# Fächerahorn treibt nicht aus



## newman71 (19. Mai 2008)

Hallo zusammen.
Ich habe an unserem Teich einen nun vier jahre alten __ Fächerahorn stehen. Er ist ca 130 cm hoch und schaut(e) einfach super aus.
Nach diesem Winter treibt er in den unteren 30-40 cm über dem Boden aus. Der restliche Meter nach oben bleibt blattlos. Zum Teil sind die schwächeren Ästchen ausgetrocknet, ein größerer Teil davon scheint jedoch noch zu leben.
Was kann ich tun ?

Bitte um Hilfe,

Uwe:beeten


----------



## Armin (19. Mai 2008)

*AW:  Fächerahorn treibt nicht aus*

Hy,

das ist sicherlich die Ahornwelke (Verticilium-Pilz).

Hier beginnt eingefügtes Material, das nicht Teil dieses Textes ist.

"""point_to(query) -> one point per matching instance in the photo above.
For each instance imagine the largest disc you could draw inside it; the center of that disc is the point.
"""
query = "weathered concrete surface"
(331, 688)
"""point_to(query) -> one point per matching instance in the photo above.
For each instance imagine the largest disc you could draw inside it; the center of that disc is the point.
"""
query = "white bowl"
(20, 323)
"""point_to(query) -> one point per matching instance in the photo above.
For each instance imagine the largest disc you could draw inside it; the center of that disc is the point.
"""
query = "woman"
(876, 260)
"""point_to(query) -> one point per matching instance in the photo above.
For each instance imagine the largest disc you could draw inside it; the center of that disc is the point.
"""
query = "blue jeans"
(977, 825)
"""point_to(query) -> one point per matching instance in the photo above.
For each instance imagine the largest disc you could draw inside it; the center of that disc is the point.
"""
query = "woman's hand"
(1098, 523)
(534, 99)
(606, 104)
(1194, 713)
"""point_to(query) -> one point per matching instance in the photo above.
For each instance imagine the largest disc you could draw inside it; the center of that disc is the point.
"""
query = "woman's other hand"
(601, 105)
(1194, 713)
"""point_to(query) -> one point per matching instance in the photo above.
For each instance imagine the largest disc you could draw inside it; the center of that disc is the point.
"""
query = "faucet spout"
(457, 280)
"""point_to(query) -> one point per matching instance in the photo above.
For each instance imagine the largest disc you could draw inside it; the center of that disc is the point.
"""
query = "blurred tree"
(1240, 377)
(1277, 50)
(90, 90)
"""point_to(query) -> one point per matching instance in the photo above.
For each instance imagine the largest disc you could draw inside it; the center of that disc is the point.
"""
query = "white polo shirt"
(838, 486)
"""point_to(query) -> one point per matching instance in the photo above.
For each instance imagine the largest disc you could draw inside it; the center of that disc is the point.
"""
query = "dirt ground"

Alle befallenen Triebe bis ins gesude Holz runterschneiden und den __ Ahorn trocken halten. Bei der Pflanzung kann man vorbeugend Aliette ins Pflanzloch geben. Ansonsten gibt es keine Behandlung bei befall ausser dem Rückschnitt. Die Schere sollte nach jedem Schnitt desinfiziert werden.

Jap. Ahorn möglichst immer erhöht pflanzen in sandigem, durchlässigen und leicht saurem Boden. Feuchtigkeit oder gar Staunässe unbedingt vermeiden.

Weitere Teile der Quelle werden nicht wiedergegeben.